You rightly say that if they read the research reports, they’ll know it was written by a CFA and not a CFP. But if they read research reports, they are a DIY–Do It Yourself, and they don’t want either a CFA or a CFP.
Your professional credentials are only as good as your audience–whether that by a client, an employer, a jury, etc.
@Mr. Leverage - Palacios said (and I agree 100% with him) that AWMA is nothing more than a way for the College For Financial Planning (CFFP) to make money. It’s about as useful as boobs on a bull.
Never heard of AWMA. Is this an affiliate program for the University of Phoenix?
[http://www.cffp.edu/portal/alias__rainbow/lang__en-US/tabID__3615/DesktopDefault.aspx](http://www.cffp.edu/portal/alias rainbow/lang en-US/tabID__3615/DesktopDefault.aspx)
It’s a shtty program by the College for Financial Planning (CFFP).
In order to take the CFP exam (which has nothing to do with the CFFP), you have to have college education in investments, retirement planning, insurance, estate planning, etc. Similar to UoP, you can take all the classes you need from the CFFP to be eligible for CFP.
To garner more money, CFFP decided to create tests for each subject area in its curriculum. Once you pass the Investments section, you are eligible for the Accredited Asset Management Specialist (provided that you pay the fee every year). Once you pass the Retirement section, you are eligible for the Certified Retirement Planning Specialist (again, for a fee).
The AWMA is another one of CFFP’s worthless and bogus designations.
Just FYI - after I passed the Series 7, but before I went back to accounting/grad school, I studed for and passed the CRPC. I studied all day on Friday and took the test on Saturday morning and passed.
It actually is! The Apollo group, the company that owsn UoP, also owns the College for Financial Planning!
In my case, I asked about AWMA because I’m trying to sharpen my knowledge of taxation/trusts/insurance, specific to estate planning. CFA is great but since it’s global, it lacks specifics about US law, etc, and how HNW people actually structure their estates and trusts. I’m after the knowledge more than the letters, etc.
I was thinking AWMA might give me some structure, given that I was going to buy some books and read and research on my own, anyway. It does kindof seem like as long as the check clears the designation is a given… the continuing ed requirements are a put off as well, just seems like I would be writing them a check every two years…
Estate planning is a pretty in-depth item. I used to think a CFP could do a fair job, afterall the focus is holistic planning including estates. Then I started working with some estate planning attorneys and realized more and more how complex and deep that area is and that no matter how an investment person dabbles in the area you will never be near that level.
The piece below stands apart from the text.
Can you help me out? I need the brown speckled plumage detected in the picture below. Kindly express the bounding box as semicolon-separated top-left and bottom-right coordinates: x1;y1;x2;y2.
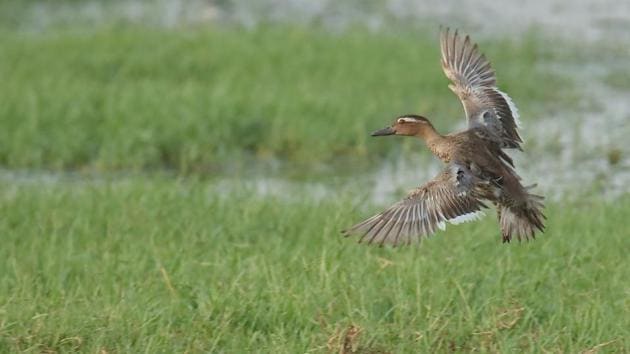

Can you learn enough to plan for the average joe, sure. Can you be at the level to effectively plan and administer for complex estate and multigenerational issues, probably not, and I would say it is an ongoing and full time focus for many cases. So depends on what you are after if studying might help or if you are better off leaving it to those who specialize in it.
for the average american a one-man show can probably be ok, but if you plan to work with anyone other than the average dude then I think specialists are the way to go hands down and you should pick your specialty.
^ +1 to Mr. Leverage.
Since I’m working at a CPA firm that does a lot of estate and asset distribution planning, I’m starting to understand how complex it really is.
That being said, since the current administration made the estate tax exemption $5m and indexed it to inflation, that took care of 95% of all of America’s estate tax problems. (Thank you, President Obama.)